Aslında maalesef Beyza Alkoç'a ön yargısı olan insanlardan biriydim. Bu kitabı almakta hiç aklımda yoktu fakat sevdiğim bir booktuber'ın bu kitap hakkındaki yorumunu dinleyince ve reading slumpta olduğumu fark edip bu kitabın beni reading slumptan çıkarabileceğini fark edince hızlı bir kararla alıp okumak istedim. Ve ön yargıların ne kadar kötü şeyler olabileceğini tekrardan kafama soktum.
Kitabı gerçekten çok çok beğendim hatta uzun zamandır okuduğum en güzel aşk kitaplarından biriydi. Neden bilmem Mine karakterini kendime çok yakın hissettim. Yaşadığı acılara ortak oldum, onunla güldüm, onunla ağladım, zorluklara onunla göğüs gerdim. Ve Mine ve Efe'nin aşkı o kadar masum, o kadar tatlıydı ki. Yüzümde hep güzel bir gülümsemeyle okudum kitabı. Aynı zamanda kitabın şarkısı olan "Rengarenk acılar" hayatımda dinlediğim en güzel şarkıydı. Hiç abartmıyorum. Mine ve Efe'nin aşkını hayal ederken şarkıyı dinlemek.... O kadar sevdim ki sürekli dinlemeye kıyamıyorum.

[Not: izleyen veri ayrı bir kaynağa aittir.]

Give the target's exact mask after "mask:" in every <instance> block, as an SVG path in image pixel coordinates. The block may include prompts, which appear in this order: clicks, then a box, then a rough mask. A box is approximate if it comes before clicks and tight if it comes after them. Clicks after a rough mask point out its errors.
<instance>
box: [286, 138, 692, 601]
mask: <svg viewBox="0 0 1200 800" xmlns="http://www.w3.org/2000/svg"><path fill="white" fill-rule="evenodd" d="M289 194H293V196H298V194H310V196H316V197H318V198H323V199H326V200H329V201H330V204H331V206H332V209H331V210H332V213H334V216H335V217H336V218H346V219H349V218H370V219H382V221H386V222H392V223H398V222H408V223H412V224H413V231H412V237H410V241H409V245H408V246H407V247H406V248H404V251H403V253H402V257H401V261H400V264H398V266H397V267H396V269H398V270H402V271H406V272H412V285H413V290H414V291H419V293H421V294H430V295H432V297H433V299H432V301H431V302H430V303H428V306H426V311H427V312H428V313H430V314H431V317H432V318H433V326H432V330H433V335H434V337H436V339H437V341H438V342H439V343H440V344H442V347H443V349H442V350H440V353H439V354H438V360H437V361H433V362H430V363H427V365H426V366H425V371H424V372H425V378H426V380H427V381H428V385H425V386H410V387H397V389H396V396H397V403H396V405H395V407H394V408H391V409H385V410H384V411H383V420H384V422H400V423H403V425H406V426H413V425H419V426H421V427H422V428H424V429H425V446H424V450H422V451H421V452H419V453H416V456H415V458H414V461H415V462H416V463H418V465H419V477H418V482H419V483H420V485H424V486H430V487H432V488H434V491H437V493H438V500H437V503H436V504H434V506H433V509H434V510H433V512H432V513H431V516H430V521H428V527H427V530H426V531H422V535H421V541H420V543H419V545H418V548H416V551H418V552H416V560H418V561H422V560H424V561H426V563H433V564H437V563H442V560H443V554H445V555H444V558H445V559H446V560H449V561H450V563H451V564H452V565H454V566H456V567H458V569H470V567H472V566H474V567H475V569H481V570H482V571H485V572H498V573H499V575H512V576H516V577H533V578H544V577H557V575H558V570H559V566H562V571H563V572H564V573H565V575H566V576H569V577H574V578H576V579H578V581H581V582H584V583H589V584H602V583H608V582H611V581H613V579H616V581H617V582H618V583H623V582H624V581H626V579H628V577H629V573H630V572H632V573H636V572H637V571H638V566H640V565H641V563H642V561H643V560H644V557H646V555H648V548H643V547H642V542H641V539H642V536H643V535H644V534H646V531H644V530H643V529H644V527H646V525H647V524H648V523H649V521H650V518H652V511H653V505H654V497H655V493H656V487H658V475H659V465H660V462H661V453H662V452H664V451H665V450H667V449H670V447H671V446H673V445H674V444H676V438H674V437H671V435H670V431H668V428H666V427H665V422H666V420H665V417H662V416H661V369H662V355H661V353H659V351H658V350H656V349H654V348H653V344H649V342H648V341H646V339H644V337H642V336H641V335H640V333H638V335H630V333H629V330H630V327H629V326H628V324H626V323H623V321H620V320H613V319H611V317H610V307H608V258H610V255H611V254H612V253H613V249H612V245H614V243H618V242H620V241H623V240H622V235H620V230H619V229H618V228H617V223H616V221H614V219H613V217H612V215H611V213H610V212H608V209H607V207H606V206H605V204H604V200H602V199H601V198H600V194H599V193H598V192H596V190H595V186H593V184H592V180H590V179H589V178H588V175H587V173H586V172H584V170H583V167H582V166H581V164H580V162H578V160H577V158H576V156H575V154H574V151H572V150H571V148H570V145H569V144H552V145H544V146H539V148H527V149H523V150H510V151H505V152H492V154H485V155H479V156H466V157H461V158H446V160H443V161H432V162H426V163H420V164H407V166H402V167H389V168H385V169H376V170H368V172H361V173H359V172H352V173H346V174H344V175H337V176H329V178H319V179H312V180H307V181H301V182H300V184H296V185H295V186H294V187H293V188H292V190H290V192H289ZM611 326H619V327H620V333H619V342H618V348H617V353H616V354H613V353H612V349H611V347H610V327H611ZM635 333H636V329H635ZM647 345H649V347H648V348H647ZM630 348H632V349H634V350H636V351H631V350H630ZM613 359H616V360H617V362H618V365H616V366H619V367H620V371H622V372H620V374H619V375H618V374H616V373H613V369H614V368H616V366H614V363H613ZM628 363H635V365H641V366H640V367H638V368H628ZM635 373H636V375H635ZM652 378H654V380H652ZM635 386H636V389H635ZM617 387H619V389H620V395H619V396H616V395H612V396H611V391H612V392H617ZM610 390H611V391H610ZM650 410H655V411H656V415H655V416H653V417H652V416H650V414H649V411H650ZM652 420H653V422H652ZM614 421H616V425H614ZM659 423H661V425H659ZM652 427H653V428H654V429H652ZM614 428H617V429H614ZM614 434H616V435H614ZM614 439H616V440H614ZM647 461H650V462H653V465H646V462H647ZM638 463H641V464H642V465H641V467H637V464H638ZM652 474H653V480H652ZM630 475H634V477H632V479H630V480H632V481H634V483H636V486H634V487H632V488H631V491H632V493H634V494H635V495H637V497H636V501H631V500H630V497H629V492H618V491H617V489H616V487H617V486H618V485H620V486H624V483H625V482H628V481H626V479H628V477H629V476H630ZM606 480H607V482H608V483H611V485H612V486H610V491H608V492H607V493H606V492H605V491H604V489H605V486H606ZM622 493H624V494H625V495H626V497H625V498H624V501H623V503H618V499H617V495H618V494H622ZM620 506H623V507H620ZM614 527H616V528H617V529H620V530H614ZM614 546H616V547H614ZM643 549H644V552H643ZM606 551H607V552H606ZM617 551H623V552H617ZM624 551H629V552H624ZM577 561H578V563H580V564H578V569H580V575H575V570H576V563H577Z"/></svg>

Kısaca No: 26, sizi reading slumptan söküp alabilecek, çok ama çok keyifli zaman geçirmenizi sağlayacak (Bu arada kitap o kadar akıcı ki rsdeyken bile 480 sayfalık kitabı bir günde bitirdim o yüzden gözünüz korkmasın) müthiş bir kitap. Okumanızı kesinlikle tavsiye ediyorum. Başka bir kitapta görüşmek üzere, esen kalın!